Start with a Single Item
It’s surprising how excited a child can get about a particular item like shoes, a hat, a wig, a wand or a tutu. Shoes have particular interest for pre-schoolers and are considered a symbolic way for a child to empathise with others – ie walking in their shoes. You may find when a whole costume is offered a single item is all that the child wishes to play with. Don’t despair if that’s the case. An obsession with one part or aspect of a role play is normal.
Bad Taste Dress Up
Some mothers fear their four year old, who loves to wear a tiara, tutu, beads, slippers and a wigall at once (and everywhere in public), will end up with the same gaudy choice of clothes as they grow up.

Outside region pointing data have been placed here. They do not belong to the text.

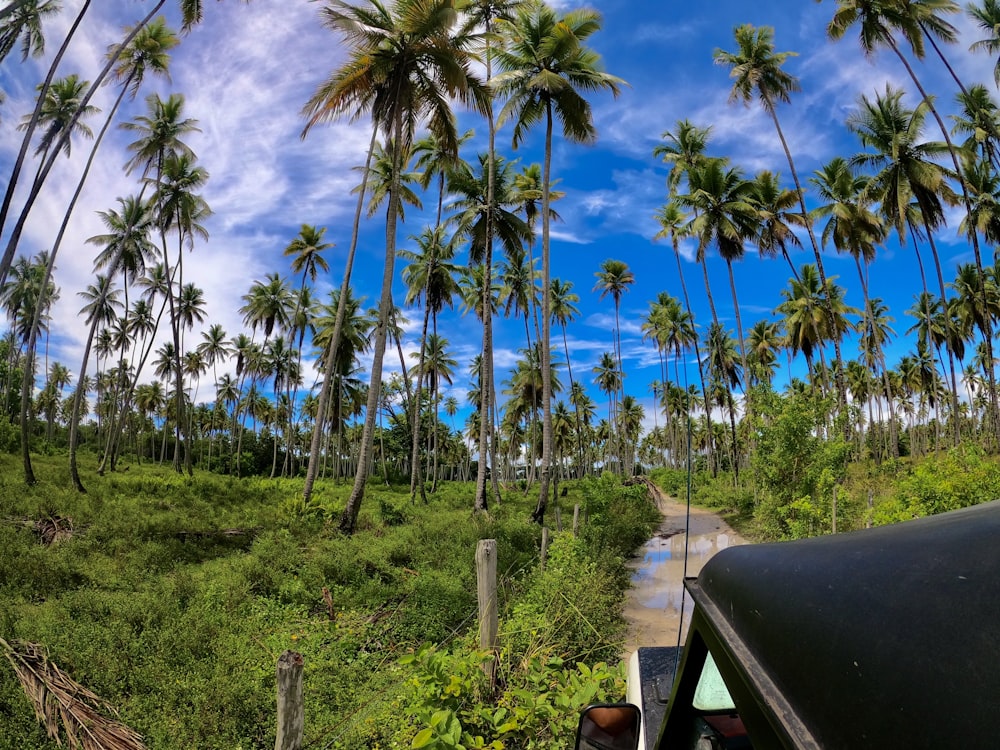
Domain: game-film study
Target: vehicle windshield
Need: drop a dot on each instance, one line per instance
(712, 695)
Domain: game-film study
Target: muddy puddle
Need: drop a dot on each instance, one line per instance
(653, 609)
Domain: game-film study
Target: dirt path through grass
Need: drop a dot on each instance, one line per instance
(653, 609)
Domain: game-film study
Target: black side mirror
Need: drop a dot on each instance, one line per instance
(608, 727)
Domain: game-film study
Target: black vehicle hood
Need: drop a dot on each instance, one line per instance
(888, 637)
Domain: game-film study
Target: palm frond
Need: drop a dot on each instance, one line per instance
(61, 702)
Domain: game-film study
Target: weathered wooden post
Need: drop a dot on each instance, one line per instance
(834, 509)
(486, 579)
(291, 707)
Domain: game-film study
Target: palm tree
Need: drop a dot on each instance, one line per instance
(725, 216)
(979, 120)
(756, 72)
(615, 278)
(907, 173)
(684, 151)
(725, 375)
(25, 24)
(101, 308)
(546, 65)
(191, 11)
(878, 24)
(438, 366)
(987, 17)
(406, 65)
(486, 201)
(675, 225)
(564, 311)
(774, 204)
(766, 341)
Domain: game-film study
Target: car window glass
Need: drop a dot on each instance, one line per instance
(712, 693)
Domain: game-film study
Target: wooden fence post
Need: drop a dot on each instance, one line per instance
(291, 707)
(834, 509)
(486, 580)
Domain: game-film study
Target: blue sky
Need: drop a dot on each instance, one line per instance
(248, 69)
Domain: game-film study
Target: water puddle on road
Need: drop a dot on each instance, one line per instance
(653, 609)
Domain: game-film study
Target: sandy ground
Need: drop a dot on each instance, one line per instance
(653, 610)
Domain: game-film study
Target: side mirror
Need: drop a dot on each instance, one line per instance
(608, 727)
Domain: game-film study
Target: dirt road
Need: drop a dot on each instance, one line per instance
(653, 610)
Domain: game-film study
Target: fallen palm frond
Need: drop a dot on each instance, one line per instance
(58, 699)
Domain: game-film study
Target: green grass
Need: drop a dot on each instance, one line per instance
(180, 628)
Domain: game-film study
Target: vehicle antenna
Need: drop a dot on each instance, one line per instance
(687, 535)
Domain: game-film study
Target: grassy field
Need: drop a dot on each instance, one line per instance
(172, 598)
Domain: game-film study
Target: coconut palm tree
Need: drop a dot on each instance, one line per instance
(615, 278)
(191, 11)
(407, 63)
(776, 218)
(684, 150)
(101, 308)
(430, 280)
(880, 24)
(987, 17)
(24, 24)
(546, 65)
(674, 225)
(907, 172)
(756, 70)
(486, 202)
(726, 217)
(438, 366)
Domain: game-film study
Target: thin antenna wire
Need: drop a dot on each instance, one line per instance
(687, 532)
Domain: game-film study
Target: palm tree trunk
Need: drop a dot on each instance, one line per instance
(415, 478)
(338, 328)
(56, 148)
(348, 519)
(839, 370)
(480, 503)
(538, 516)
(33, 122)
(973, 236)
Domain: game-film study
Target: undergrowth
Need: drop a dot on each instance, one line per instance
(172, 598)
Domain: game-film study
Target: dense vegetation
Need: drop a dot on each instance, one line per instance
(148, 602)
(143, 601)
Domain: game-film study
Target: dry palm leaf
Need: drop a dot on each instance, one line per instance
(57, 698)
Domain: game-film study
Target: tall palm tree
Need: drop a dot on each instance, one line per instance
(546, 65)
(907, 172)
(487, 201)
(25, 24)
(987, 17)
(407, 64)
(430, 280)
(879, 24)
(674, 225)
(101, 308)
(775, 216)
(438, 365)
(191, 12)
(756, 70)
(684, 150)
(485, 14)
(564, 311)
(615, 278)
(726, 217)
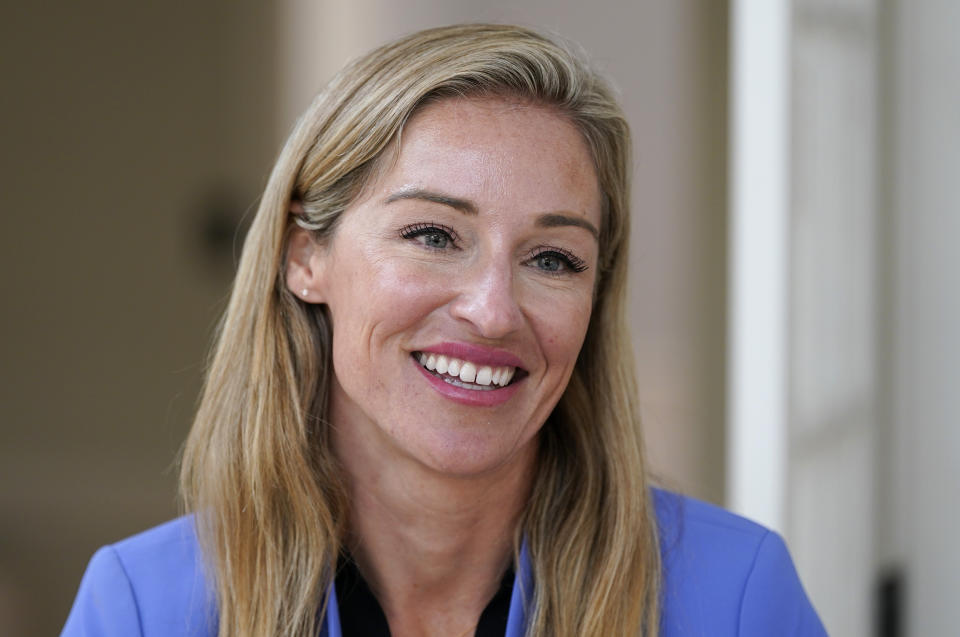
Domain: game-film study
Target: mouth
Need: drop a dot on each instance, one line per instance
(466, 374)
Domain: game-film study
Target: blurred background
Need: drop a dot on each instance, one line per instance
(795, 295)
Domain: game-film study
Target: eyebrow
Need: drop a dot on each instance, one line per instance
(546, 220)
(425, 195)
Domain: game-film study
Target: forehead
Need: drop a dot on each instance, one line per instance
(499, 154)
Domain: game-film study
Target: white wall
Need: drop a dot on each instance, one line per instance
(922, 513)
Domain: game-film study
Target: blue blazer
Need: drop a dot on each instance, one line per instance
(723, 575)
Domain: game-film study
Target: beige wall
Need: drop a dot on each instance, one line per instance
(126, 125)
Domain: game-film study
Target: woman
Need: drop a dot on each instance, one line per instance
(420, 415)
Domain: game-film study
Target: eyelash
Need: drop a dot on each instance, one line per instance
(570, 261)
(416, 230)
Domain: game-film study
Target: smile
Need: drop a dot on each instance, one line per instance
(465, 374)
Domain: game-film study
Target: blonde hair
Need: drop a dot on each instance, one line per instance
(257, 467)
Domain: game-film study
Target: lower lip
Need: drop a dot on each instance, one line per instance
(471, 397)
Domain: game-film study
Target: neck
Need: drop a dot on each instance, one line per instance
(432, 546)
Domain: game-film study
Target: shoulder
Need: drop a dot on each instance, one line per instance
(726, 575)
(152, 583)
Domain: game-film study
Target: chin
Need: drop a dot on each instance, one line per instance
(472, 458)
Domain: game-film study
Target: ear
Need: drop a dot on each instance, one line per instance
(304, 268)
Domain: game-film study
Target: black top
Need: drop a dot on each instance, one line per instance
(361, 615)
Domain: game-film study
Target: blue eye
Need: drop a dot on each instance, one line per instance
(556, 261)
(432, 235)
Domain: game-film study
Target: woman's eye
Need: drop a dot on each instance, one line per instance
(431, 235)
(557, 261)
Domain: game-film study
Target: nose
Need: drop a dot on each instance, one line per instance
(487, 300)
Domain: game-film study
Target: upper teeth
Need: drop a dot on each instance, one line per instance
(466, 371)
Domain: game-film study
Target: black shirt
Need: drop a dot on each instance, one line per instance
(361, 615)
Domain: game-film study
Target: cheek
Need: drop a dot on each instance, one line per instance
(561, 328)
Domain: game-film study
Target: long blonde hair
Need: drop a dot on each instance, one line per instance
(257, 467)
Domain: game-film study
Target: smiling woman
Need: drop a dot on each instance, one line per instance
(419, 418)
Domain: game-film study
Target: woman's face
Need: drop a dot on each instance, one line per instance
(475, 254)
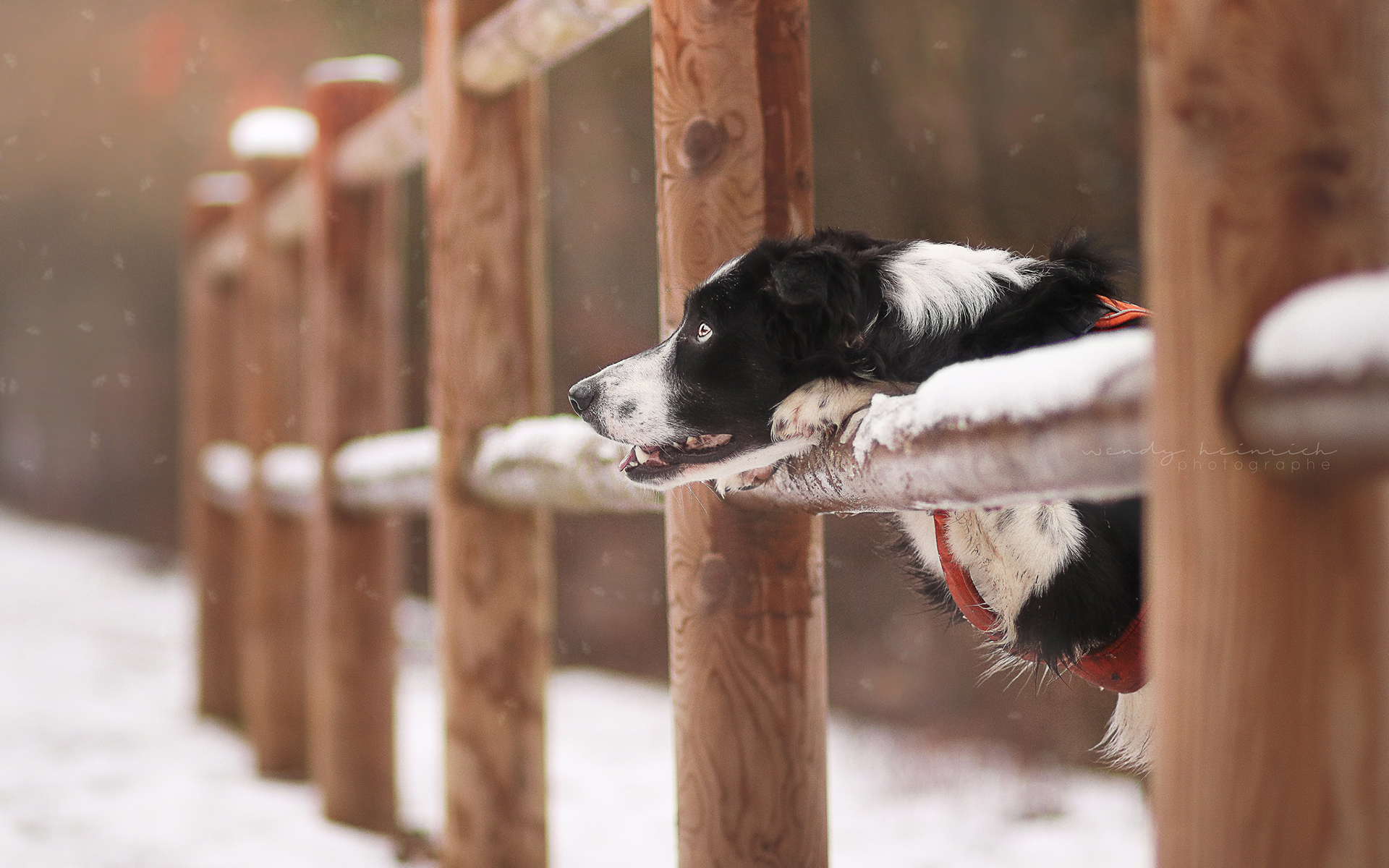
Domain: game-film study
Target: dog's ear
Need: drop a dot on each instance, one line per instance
(804, 278)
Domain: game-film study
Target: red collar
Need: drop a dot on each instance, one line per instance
(1117, 665)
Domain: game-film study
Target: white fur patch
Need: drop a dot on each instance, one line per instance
(921, 531)
(1013, 553)
(635, 404)
(1129, 732)
(937, 288)
(824, 404)
(723, 270)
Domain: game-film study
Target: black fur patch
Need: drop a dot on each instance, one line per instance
(1095, 597)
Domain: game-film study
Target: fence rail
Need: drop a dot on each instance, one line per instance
(1310, 403)
(1064, 421)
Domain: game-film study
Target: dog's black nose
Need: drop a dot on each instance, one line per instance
(582, 395)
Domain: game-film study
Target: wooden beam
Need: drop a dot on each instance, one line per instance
(489, 362)
(210, 535)
(1265, 170)
(353, 359)
(525, 38)
(271, 616)
(747, 590)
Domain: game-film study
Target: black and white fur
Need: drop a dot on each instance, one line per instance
(788, 344)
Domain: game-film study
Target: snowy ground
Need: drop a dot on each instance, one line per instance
(102, 763)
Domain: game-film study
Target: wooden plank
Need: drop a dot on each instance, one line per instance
(386, 145)
(525, 38)
(210, 534)
(271, 603)
(354, 561)
(489, 356)
(747, 590)
(1265, 170)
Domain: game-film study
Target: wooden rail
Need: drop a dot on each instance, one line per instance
(1265, 170)
(268, 507)
(977, 435)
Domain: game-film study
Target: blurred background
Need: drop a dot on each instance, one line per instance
(999, 122)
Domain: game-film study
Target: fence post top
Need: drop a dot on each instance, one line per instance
(362, 69)
(211, 190)
(273, 132)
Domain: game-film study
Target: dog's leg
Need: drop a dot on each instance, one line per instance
(820, 407)
(828, 404)
(1131, 729)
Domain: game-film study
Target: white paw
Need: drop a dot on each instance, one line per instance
(827, 404)
(851, 428)
(744, 481)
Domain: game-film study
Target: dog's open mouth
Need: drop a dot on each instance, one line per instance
(652, 461)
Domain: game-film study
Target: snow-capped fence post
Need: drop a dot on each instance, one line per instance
(352, 370)
(1265, 169)
(210, 534)
(747, 590)
(271, 145)
(489, 345)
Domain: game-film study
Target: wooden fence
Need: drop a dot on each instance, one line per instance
(1259, 446)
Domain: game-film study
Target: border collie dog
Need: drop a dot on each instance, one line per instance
(788, 344)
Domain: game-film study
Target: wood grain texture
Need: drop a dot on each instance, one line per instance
(489, 365)
(210, 535)
(747, 632)
(271, 603)
(353, 362)
(1265, 170)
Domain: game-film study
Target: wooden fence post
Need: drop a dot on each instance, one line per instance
(271, 603)
(489, 363)
(747, 590)
(352, 370)
(1266, 169)
(210, 534)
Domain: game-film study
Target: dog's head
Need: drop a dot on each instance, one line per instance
(836, 305)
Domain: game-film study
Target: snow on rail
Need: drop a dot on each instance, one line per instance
(1319, 375)
(391, 471)
(525, 38)
(1063, 421)
(291, 475)
(556, 463)
(519, 42)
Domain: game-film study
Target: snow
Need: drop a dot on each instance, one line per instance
(362, 69)
(276, 131)
(106, 764)
(399, 453)
(291, 474)
(1333, 330)
(1017, 388)
(226, 469)
(218, 188)
(556, 461)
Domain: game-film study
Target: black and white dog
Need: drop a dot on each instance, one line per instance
(786, 344)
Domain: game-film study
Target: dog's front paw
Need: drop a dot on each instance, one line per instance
(744, 481)
(821, 406)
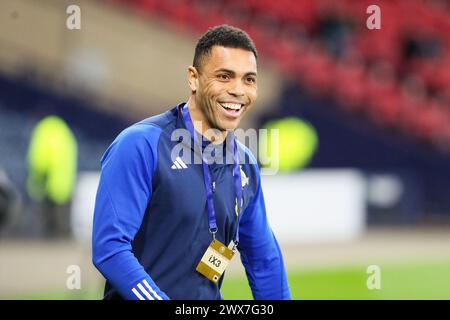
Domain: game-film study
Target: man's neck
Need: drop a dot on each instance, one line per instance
(202, 126)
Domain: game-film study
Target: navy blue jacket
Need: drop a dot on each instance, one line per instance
(151, 226)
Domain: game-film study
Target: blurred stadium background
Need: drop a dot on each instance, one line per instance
(372, 109)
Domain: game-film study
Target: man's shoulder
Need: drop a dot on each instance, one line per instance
(149, 128)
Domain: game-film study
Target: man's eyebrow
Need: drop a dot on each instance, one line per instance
(250, 73)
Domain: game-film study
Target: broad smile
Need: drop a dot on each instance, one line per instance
(232, 109)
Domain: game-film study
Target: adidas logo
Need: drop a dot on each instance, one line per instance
(178, 164)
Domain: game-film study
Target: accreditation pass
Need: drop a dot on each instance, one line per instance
(215, 261)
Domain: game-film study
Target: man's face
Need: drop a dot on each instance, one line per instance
(226, 86)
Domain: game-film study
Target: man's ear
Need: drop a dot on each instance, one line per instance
(193, 78)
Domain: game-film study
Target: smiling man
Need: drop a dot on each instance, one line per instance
(166, 227)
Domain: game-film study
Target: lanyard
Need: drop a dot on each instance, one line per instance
(208, 182)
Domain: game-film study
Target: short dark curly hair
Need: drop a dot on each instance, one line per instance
(222, 35)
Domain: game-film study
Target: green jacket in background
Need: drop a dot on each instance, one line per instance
(52, 161)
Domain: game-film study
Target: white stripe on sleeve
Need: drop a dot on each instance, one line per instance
(151, 290)
(137, 294)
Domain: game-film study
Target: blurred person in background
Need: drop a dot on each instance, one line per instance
(156, 218)
(52, 166)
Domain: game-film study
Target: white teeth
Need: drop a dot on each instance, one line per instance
(234, 106)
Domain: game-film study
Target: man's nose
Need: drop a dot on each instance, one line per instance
(236, 88)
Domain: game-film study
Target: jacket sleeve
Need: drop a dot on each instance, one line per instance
(124, 192)
(260, 252)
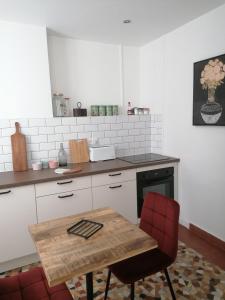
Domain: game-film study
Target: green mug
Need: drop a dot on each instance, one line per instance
(94, 110)
(109, 110)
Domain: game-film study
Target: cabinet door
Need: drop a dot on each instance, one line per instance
(63, 204)
(122, 197)
(17, 211)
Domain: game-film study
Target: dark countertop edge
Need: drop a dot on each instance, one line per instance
(85, 173)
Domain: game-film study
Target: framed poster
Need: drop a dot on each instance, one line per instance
(209, 91)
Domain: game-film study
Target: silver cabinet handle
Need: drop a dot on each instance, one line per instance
(65, 196)
(115, 187)
(64, 182)
(6, 192)
(116, 174)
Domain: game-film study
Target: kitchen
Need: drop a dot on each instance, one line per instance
(155, 74)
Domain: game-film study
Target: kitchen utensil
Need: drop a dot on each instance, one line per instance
(62, 156)
(115, 110)
(67, 171)
(102, 110)
(79, 112)
(79, 151)
(37, 166)
(94, 110)
(109, 110)
(53, 164)
(19, 151)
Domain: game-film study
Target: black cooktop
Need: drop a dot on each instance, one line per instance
(141, 158)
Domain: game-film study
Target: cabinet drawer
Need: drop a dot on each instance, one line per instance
(60, 186)
(64, 204)
(120, 196)
(17, 211)
(113, 177)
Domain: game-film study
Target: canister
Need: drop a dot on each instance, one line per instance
(109, 110)
(102, 110)
(115, 110)
(94, 110)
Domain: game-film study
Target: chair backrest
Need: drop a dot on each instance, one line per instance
(159, 218)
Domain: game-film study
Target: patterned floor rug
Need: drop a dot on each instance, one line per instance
(192, 277)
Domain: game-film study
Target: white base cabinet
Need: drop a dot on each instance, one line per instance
(63, 204)
(119, 196)
(18, 210)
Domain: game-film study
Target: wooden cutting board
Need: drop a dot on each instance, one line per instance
(79, 151)
(19, 150)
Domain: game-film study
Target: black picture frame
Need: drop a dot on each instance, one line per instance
(209, 92)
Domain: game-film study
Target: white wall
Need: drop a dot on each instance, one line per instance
(24, 72)
(167, 86)
(93, 73)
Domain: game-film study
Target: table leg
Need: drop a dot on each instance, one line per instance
(89, 286)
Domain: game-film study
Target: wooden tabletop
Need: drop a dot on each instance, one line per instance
(64, 256)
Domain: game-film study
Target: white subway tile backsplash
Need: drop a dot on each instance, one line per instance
(104, 127)
(22, 122)
(116, 140)
(139, 138)
(36, 122)
(128, 138)
(77, 128)
(69, 121)
(123, 132)
(128, 125)
(55, 137)
(8, 167)
(46, 130)
(130, 135)
(116, 126)
(33, 147)
(84, 135)
(47, 146)
(53, 122)
(135, 131)
(91, 127)
(110, 119)
(62, 129)
(83, 120)
(139, 125)
(111, 133)
(39, 155)
(29, 130)
(39, 138)
(97, 120)
(69, 136)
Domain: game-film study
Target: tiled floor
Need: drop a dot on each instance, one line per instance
(192, 276)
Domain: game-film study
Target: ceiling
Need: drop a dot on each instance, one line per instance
(101, 20)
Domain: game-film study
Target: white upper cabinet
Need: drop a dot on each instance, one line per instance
(24, 74)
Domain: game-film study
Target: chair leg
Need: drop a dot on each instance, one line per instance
(107, 284)
(170, 284)
(132, 291)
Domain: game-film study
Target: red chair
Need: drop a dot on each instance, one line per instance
(31, 285)
(159, 218)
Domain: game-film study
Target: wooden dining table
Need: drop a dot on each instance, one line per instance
(64, 256)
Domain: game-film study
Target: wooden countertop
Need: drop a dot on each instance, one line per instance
(14, 179)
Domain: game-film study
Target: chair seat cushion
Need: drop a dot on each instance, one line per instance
(140, 266)
(31, 285)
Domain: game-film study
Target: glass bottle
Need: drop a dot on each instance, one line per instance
(62, 156)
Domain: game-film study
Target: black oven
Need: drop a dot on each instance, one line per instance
(158, 180)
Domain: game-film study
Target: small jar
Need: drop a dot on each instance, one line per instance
(62, 156)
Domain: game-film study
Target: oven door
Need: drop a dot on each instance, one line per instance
(164, 186)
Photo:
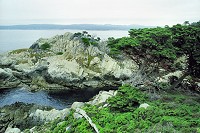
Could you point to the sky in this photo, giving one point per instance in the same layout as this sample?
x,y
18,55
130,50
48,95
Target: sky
x,y
123,12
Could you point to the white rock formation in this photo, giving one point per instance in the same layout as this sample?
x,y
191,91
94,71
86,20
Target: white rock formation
x,y
12,130
102,97
46,116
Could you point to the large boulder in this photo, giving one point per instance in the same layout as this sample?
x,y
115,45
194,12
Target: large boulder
x,y
65,62
7,80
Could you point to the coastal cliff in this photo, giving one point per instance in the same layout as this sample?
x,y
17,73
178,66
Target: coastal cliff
x,y
63,62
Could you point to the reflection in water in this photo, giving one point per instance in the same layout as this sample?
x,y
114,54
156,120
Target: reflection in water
x,y
58,100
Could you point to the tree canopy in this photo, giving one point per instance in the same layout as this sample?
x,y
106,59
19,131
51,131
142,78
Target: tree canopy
x,y
162,44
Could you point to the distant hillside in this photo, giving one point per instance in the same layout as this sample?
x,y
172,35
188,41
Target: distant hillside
x,y
72,26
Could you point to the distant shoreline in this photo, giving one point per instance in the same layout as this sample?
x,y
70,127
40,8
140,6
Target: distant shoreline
x,y
71,27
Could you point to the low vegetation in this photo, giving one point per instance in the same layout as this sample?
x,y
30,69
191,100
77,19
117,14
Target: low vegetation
x,y
172,112
174,107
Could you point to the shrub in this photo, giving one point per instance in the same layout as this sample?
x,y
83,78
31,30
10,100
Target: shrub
x,y
127,99
45,46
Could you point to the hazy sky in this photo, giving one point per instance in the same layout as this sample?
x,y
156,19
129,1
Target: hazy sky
x,y
144,12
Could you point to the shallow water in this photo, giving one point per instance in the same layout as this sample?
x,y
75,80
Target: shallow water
x,y
58,100
16,39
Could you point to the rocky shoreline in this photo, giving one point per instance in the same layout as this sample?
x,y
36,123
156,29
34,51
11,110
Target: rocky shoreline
x,y
20,116
54,64
63,62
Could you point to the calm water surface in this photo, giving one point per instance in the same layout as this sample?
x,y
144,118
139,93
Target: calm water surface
x,y
16,39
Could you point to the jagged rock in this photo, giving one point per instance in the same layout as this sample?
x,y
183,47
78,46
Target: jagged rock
x,y
79,67
7,80
77,105
165,78
102,97
12,130
46,116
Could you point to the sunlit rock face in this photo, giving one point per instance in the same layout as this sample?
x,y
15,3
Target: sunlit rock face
x,y
64,61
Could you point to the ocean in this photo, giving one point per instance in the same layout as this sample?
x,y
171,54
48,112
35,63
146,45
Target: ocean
x,y
16,39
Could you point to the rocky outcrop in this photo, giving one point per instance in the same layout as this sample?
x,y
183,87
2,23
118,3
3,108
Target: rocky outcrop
x,y
7,79
43,116
63,62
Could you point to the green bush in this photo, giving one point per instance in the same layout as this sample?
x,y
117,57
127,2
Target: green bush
x,y
59,53
45,46
127,99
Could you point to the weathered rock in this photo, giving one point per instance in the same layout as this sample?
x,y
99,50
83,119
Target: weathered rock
x,y
76,105
12,130
46,116
79,67
7,80
102,97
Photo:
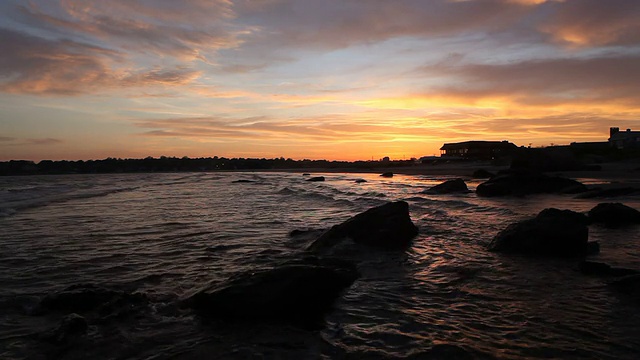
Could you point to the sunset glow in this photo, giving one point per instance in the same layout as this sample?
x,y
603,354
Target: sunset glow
x,y
343,80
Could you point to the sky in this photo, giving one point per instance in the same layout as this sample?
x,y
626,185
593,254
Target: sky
x,y
310,79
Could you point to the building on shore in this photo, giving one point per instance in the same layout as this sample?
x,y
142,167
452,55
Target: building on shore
x,y
624,139
477,150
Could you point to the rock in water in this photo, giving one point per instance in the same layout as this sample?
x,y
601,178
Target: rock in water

A child’s preferences when they are young will change dramatically as they grow older as different experiences and people influence their style. Allow your child as much freedom as possible in dress up time and don’t judge the resulting appearance. Everyone looks fabulous in dress up.
The years when a child wants to dress up are important for the child to begin to learn a range of important life skills – and for the parents to get plenty of great photo opportunities. Allow you little one all the freedom they want to be whoever they choose. Dress ups is a magical experience of learning through play.